Começa a ficar claro que o verdadeiro projeto Cingapura de Maluf não tem a ver com habitação, mas com a auto-reforma desse político que não pára de aprimorar seus defeitos. Não é Nova York, afinal, o objeto das macaqueações (cinto, cigarro, rodízio de automóveis) e sim a ditadura asiática que açoita pichadores de rua e pode enforcar quem for pego com chiclete.
Estávamos perplexos: seria possível que a reviravolta no mundo chegasse ao requinte do escárnio de transformar Maluf, o mais truculento dos nossos governantes, em pioneiro politicamente correto? Era como se um bando de malfeitores de repente abrisse uma creche. Pior: Maluf mostrava como emplacar uma lei num país onde elas não colam.
Pegue uma idéia com charme internacional, embora algo supérflua numa cidade onde milhões vivem na pior miséria e violência. Venda essa idéia como imprescindível à nossa modernidade, atestado da nossa primeiro-mundice, e imponha o decreto aos poucos, antes como conselho, depois como multa e só no fim como prisão.
Transforme os que aplicam as penalidades em propagandistas do Estado, militantes da pureza (do ar, por enquanto); submeta as vítimas a sermão, além de multa. Como na Alemanha dos anos 30, vá criando uma atmosfera de vergonha, estigmatize quem não se intimidar, afixe avisos -"aqui não se fuma"- na porta de estabelecimentos judaicos.
Desloque os opositores, aqueles para quem a democracia é mais do que uma mera ditadura da maioria, de modo que eles se vejam obrigados a defender as causas mais estúpidas: o direito de se esborrachar no trânsito, de fumar até morrer. Exemplo para a juventude sadia, eles serão a prova de que ser do contra é estar doente, politicamente aidético.
Como o nosso destino de país parece ser o de não contribuir com nada de original para o mundo, tudo isso, além de caricatura do desenvolvimento desigual e combinado, é uma espécie de farsa da farsa.

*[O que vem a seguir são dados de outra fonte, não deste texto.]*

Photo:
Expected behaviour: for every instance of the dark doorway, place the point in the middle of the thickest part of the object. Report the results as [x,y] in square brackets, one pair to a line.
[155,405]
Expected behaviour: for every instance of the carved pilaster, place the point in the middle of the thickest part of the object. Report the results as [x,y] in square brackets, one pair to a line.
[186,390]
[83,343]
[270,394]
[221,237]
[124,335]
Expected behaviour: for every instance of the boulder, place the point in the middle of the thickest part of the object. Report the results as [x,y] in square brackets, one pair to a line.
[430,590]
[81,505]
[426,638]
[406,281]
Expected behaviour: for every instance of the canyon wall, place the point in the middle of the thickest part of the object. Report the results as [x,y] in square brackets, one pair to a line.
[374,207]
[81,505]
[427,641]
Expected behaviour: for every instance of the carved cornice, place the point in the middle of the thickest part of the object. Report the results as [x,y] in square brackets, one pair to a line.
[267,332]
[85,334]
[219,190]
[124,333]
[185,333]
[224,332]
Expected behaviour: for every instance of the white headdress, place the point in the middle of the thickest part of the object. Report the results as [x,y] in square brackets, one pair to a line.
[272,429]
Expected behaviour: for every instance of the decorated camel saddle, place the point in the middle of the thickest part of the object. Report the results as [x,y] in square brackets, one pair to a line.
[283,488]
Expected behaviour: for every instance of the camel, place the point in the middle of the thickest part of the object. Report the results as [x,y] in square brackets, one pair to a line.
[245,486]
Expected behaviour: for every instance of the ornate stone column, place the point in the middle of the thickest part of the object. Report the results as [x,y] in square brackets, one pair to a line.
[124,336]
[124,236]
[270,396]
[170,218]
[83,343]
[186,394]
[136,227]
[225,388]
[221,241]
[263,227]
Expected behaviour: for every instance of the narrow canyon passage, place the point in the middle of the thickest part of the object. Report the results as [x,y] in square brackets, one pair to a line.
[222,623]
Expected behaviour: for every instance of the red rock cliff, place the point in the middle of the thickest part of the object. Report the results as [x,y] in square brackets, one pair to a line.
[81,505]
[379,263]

Para não perder o hábito, Maluf vende gato por lebre, Cingapura por Nova York, vulgaridade por "finesse".
O que ocorre é que em toda parte o Estado deixa de regular a economia e transfere sua força de repressão para a vida particular, psíquica e comportamental. O próprio Estado parece desmilinguir-se, mas só nas aparências: ele apenas muda de lugar, infiltra-se na capilaridade social; é certo chamar as ONGs de organizações neogovernamentais.
Não é que o Estado esteja em crise e por consequência a sociedade se torne mais livre; ao contrário, a sociedade se totalitariza, tornando o Estado, no sentido tradicional, obsoleto, desnecessário. Autocensura verbal, culto à saúde, ecologia, feminismo etc. são a nova linguagem oficiosa.
A lei anterior, aprovada na gestão Erundina e violada agora pelo decreto malufista, obrigava os lugares públicos a manterem alas de fumantes e não-fumantes. Funcionava muito bem, sujeitando os dois grupos à fricção de seus direitos opostos, porém contíguos, permitindo que ambos se educassem na tolerância recíproca.
Mas Maluf não quer saber de cidadãos e sim de pigmeus morais como os habitantes de Cingapura. O biônico agora é antitabagista, o apaniguado do regime militar virou uma flor de pessoa, o bem e o mal aliás trocaram de posição, e num mundo cada vez pior quem nunca muda dá até a impressão de que melhorou.